Cophixalus bewaniensis
- Conservation status: Data Deficient (IUCN 3.1)

Scientific classification
- Kingdom: Animalia
- Phylum: Chordata
- Class: Amphibia
- Order: Anura
- Family: Microhylidae
- Genus: Cophixalus
- Species: C. bewaniensis
- Binomial name: Cophixalus bewaniensis Kraus [fr] and Allison, 2000

= Cophixalus bewaniensis =

- Authority: Kraus and Allison, 2000
- Conservation status: DD

Species of frog

Cophixalus bewaniensis is a species of frog in the family Microhylidae. It is endemic to Mount Menawa in the Bewani Mountains, West Sepik Province, mainland Papua New Guinea. The specific name refers to its type locality.

==Description==
The type series consists of two adult males measuring 15 and 17 mm in snout–vent length. No other specimens are known. The snout is truncate. The tympanum is very indistinct and there is a weak supratympanic fold. The eyes are moderately large. The fingers and the toes bear small discs, except for the first finger that is greatly reduced and lacks a disc.

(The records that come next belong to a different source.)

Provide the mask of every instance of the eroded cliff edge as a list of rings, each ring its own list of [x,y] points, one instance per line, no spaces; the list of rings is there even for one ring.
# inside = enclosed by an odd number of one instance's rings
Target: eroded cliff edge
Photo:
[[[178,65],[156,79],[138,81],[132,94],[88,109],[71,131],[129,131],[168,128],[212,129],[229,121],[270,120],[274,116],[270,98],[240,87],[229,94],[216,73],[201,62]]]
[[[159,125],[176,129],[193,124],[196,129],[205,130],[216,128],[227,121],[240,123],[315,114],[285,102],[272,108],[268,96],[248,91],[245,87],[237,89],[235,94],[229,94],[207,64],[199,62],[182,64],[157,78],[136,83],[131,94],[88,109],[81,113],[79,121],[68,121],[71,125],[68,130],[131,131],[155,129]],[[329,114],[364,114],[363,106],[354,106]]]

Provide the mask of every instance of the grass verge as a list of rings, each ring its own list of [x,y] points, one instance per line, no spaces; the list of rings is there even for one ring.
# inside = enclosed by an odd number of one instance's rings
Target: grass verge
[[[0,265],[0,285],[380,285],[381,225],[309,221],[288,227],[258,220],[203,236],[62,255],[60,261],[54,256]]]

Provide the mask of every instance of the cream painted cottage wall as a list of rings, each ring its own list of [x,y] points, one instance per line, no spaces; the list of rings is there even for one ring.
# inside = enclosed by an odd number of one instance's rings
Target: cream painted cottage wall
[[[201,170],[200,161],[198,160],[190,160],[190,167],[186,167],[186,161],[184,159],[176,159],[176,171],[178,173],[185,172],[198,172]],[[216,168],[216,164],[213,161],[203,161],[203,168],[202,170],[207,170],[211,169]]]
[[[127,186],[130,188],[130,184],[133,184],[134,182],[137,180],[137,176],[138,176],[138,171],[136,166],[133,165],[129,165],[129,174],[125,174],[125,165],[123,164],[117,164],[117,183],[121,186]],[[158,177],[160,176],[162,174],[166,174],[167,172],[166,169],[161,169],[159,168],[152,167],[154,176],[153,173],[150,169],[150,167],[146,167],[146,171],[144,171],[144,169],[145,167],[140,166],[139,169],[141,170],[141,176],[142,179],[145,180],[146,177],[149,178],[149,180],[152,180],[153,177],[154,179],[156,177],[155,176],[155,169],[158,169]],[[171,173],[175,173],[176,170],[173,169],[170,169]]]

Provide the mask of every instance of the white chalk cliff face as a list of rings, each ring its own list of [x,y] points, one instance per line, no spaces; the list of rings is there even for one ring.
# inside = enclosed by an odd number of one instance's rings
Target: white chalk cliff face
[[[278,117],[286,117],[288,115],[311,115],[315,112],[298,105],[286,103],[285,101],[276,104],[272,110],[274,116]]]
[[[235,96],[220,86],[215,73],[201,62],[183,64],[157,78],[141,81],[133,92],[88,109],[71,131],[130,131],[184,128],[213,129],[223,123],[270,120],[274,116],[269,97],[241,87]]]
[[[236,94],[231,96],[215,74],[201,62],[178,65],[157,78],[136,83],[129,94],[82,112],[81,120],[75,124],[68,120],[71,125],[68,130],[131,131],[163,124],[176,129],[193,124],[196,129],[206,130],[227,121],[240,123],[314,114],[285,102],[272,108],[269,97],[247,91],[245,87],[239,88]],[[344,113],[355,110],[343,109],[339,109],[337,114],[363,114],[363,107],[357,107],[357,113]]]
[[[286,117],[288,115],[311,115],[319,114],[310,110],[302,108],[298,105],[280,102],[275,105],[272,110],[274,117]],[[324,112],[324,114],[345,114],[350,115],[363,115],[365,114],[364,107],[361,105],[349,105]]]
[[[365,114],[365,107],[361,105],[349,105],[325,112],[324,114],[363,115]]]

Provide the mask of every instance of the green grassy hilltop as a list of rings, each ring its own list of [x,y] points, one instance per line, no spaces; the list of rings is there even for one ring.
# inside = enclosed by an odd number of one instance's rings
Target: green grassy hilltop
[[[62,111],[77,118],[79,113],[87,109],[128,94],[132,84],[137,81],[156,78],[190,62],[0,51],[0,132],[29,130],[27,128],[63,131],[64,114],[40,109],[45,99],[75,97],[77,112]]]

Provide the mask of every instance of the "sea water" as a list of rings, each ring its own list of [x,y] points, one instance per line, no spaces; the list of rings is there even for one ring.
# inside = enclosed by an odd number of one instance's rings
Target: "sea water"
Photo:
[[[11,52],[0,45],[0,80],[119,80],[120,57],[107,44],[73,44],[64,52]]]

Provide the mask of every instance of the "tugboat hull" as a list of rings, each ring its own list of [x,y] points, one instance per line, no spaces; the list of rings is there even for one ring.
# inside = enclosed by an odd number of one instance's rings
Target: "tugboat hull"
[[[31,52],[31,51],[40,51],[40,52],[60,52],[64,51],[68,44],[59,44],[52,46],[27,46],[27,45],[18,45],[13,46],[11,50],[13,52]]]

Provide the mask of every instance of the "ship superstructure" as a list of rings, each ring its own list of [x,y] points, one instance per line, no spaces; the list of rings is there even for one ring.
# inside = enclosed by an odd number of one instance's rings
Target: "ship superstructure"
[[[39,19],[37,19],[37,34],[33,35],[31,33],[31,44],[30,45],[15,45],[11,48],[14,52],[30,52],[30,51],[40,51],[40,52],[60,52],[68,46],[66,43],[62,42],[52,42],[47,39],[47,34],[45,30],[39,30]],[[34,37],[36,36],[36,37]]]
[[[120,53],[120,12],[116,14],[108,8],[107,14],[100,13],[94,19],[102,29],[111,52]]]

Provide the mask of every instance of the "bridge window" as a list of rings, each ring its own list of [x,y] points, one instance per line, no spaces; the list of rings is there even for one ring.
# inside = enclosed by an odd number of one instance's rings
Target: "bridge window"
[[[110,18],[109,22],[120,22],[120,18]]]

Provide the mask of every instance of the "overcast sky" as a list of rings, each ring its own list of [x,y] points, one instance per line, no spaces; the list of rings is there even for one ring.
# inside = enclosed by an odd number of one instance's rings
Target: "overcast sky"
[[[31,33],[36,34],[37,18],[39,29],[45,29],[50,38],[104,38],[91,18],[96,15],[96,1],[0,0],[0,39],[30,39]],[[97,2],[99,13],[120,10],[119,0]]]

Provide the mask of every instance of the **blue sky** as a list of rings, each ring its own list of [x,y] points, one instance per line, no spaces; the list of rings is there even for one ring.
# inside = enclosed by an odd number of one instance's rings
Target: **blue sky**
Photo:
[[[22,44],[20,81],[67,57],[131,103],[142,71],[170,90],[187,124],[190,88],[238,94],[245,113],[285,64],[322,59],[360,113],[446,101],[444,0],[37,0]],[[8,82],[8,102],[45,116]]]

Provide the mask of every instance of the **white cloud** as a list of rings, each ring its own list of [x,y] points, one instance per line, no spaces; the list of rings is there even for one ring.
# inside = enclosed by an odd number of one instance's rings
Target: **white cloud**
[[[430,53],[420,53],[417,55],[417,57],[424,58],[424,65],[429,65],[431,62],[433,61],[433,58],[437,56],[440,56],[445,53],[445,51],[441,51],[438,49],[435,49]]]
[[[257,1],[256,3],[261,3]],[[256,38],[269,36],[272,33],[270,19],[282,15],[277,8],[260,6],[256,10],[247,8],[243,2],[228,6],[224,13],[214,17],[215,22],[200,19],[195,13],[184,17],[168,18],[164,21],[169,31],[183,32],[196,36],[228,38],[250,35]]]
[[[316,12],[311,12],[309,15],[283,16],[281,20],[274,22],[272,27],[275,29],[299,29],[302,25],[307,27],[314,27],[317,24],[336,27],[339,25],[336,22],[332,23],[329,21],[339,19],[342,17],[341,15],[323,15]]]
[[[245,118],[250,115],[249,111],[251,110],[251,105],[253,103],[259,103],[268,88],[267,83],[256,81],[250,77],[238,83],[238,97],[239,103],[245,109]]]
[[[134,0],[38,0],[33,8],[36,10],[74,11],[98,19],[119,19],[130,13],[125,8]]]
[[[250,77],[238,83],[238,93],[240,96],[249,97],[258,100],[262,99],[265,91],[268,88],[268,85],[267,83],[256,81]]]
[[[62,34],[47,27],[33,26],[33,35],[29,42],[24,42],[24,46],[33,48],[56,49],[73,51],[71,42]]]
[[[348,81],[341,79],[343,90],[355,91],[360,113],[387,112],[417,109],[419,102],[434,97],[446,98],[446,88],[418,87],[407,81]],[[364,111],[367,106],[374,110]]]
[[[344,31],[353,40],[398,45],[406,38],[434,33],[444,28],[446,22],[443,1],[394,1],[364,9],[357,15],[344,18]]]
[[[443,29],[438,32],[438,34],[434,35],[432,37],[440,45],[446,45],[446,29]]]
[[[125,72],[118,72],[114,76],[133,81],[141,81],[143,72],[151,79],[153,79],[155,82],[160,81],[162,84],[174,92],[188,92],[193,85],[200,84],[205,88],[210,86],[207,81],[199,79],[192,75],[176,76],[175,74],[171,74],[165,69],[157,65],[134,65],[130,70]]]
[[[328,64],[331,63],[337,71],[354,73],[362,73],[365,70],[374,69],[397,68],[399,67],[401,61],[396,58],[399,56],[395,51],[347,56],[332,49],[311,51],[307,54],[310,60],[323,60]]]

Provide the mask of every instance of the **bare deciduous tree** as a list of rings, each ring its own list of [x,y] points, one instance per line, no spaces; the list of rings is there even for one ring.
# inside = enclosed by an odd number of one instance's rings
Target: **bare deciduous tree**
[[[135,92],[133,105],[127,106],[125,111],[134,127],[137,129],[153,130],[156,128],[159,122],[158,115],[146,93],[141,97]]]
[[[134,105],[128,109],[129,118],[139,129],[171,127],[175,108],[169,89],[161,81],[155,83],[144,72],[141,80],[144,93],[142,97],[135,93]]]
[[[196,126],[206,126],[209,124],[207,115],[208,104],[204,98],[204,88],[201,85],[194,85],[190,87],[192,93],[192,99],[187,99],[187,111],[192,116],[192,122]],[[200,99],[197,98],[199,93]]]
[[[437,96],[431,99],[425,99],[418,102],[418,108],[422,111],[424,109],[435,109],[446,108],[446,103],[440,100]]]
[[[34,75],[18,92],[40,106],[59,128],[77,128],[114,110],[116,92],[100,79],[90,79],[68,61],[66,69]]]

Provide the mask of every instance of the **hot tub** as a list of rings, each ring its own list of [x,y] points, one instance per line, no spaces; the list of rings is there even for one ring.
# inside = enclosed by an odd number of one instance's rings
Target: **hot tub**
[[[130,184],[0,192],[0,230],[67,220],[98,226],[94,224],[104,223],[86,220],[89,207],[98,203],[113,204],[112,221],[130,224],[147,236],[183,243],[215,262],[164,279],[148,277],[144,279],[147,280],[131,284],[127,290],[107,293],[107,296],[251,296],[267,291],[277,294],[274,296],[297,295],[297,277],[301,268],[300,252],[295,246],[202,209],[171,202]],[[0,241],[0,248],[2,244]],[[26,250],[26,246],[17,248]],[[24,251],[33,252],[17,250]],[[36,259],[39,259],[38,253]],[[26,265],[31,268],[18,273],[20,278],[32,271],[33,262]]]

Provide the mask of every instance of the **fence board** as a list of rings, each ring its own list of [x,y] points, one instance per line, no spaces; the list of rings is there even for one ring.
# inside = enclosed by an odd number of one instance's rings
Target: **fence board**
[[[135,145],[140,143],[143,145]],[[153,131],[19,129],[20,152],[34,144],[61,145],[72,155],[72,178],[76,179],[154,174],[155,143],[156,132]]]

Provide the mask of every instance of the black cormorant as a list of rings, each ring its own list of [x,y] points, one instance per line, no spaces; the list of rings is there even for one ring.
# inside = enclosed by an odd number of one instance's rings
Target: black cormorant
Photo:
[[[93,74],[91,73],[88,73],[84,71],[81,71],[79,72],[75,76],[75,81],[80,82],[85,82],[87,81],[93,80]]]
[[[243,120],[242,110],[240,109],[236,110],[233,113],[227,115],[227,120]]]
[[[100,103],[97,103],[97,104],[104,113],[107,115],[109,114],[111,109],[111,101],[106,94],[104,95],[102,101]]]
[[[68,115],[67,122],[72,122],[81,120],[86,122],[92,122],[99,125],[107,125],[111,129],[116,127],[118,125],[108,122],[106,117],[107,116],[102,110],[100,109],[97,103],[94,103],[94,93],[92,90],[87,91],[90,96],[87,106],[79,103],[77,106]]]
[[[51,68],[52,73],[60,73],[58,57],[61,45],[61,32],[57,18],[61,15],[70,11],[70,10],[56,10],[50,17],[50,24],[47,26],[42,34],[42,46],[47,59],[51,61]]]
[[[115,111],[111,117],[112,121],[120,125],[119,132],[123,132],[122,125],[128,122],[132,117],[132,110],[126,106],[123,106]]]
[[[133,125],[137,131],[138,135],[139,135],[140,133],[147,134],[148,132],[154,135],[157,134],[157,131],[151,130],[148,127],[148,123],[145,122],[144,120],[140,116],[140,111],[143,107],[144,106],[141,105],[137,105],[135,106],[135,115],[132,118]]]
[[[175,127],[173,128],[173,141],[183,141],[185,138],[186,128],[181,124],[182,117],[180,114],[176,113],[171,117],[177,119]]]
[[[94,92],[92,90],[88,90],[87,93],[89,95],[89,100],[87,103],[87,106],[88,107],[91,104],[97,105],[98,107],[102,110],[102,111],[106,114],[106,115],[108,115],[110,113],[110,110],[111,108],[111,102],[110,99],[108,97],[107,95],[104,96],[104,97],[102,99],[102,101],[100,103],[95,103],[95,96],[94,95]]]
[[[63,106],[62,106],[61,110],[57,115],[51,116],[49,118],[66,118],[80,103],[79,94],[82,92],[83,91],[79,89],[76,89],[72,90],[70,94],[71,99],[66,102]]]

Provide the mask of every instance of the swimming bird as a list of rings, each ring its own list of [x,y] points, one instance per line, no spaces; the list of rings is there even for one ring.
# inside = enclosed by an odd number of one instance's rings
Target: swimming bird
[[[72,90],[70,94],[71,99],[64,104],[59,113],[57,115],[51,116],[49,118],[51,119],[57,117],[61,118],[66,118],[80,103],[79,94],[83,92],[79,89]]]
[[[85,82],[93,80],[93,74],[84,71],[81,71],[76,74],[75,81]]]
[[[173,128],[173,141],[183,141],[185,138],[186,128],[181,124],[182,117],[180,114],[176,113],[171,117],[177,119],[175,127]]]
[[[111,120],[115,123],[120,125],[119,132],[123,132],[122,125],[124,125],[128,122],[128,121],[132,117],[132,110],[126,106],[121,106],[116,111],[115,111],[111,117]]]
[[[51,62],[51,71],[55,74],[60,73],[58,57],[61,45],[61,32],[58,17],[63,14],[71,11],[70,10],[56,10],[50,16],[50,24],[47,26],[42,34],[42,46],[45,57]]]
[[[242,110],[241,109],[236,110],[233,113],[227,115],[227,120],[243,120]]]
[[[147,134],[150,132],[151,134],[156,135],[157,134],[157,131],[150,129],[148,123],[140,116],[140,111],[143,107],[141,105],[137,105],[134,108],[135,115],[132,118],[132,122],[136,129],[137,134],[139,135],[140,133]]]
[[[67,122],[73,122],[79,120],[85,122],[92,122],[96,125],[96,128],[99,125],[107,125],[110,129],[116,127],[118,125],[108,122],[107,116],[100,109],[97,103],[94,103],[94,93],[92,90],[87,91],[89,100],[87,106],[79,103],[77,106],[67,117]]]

The first toe is also reduced but bears a tiny disc. No webbing is present. The dorsum has reddish-tan ground color. There is a large, black blotch behind the forearm.

==Habitat and conservation==
The types were found among shrubs in closed-canopy rainforest at 950 m above sea level. There are no known threats to this little known species. The type locality is outside protected areas.